Provided proper attribution is provided, Google hereby grants permission to
reproduce the tables and figures in this paper solely for use in journalistic or
scholarly works.
Attention Is All You Need
Ashish Vaswani∗
Google Brain
avaswani@google.com
Noam Shazeer∗
Google Brain
noam@google.com
Niki Parmar∗
Google Research
nikip@google.com
Jakob Uszkoreit∗
Google Research
usz@google.com
Llion Jones∗
Google Research
llion@google.com
Aidan N. Gomez∗†
University of Toronto
aidan@cs.toronto.edu
Łukasz Kaiser∗
Google Brain
lukaszkaiser@google.com
Illia Polosukhin∗‡
illia.polosukhin@gmail.com
Abstract
The dominant sequence transduction models are based on complex recurrent or
convolutional neural networks that include an encoder and a decoder. The best
performing models also connect the encoder and decoder through an attention
mechanism. We propose a new simple network architecture, the Transformer,
based solely on attention mechanisms, dispensing with recurrence and convolutions
entirely. Exper

In [52]:
print(f"Doc length: {count_tokens(total_text)} tokens")

Doc length: 7541 tokens


In [53]:
prompt = f"""

Human: Please provide a summary of the following text.
<text>
{total_text}
</text>

Assistant:"""

In [54]:
body = json.dumps({"prompt": prompt,
                 "max_tokens_to_sample":4096,
                 "temperature":0.5,
                 "top_k":250,
                 "top_p":0.5,
                 "stop_sequences":[]
                  }) 

In [None]:
modelId = 'anthropic.claude-v2' # change this to use a different version from the model provider
accept = 'application/json'
contentType = 'application/json'

response = boto3_bedrock.invoke_model(body=body, modelId=modelId, accept=accept, contentType=contentType)
response_body = json.loads(response.get('body').read())

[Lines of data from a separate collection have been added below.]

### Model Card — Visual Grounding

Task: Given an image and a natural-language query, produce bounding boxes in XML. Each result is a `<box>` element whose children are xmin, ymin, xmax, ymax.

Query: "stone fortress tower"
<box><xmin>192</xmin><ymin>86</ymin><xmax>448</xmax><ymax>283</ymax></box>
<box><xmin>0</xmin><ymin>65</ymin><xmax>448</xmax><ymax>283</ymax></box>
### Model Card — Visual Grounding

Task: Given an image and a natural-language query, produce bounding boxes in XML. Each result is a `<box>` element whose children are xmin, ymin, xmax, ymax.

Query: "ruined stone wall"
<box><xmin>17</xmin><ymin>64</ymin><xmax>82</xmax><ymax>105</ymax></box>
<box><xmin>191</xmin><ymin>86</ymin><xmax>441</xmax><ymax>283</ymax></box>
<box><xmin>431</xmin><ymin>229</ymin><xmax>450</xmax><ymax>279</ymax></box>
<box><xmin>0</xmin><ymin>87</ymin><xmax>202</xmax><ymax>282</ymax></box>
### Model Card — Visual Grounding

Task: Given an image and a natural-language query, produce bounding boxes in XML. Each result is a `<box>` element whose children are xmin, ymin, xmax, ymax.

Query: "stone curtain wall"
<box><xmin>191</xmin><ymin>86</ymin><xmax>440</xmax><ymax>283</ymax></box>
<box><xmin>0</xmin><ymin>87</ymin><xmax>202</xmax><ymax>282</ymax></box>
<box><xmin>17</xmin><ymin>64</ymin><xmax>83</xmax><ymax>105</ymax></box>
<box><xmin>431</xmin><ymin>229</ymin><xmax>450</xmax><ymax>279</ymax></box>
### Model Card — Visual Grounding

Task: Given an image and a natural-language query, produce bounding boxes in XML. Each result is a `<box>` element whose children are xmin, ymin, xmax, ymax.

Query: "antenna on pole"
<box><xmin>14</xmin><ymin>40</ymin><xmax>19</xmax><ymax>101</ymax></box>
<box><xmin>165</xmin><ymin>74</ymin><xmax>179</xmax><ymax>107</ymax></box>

print_ww(response_body.get('completion'))

### Let's see what's the length of the summary in tokens:

In [None]:
print(f"Summary length: {count_tokens(response_body.get('completion'))} tokens")

## Conclusion
You have now experimented with using `boto3` SDK which provides a vanilla exposure to Amazon Bedrock API. Using this API you have seen the use case of generating a summary of text you prefer.

### Take aways
- Adapt this notebook to experiment with different models available through Amazon Bedrock such as Amazon Titan and AI21 Labs Jurassic models.
- Change the prompts to your specific usecase and evaluate the output of different models.
- Play with the token length to understand the latency and responsiveness of the service.
- Apply different prompt engineering principles to get better outputs.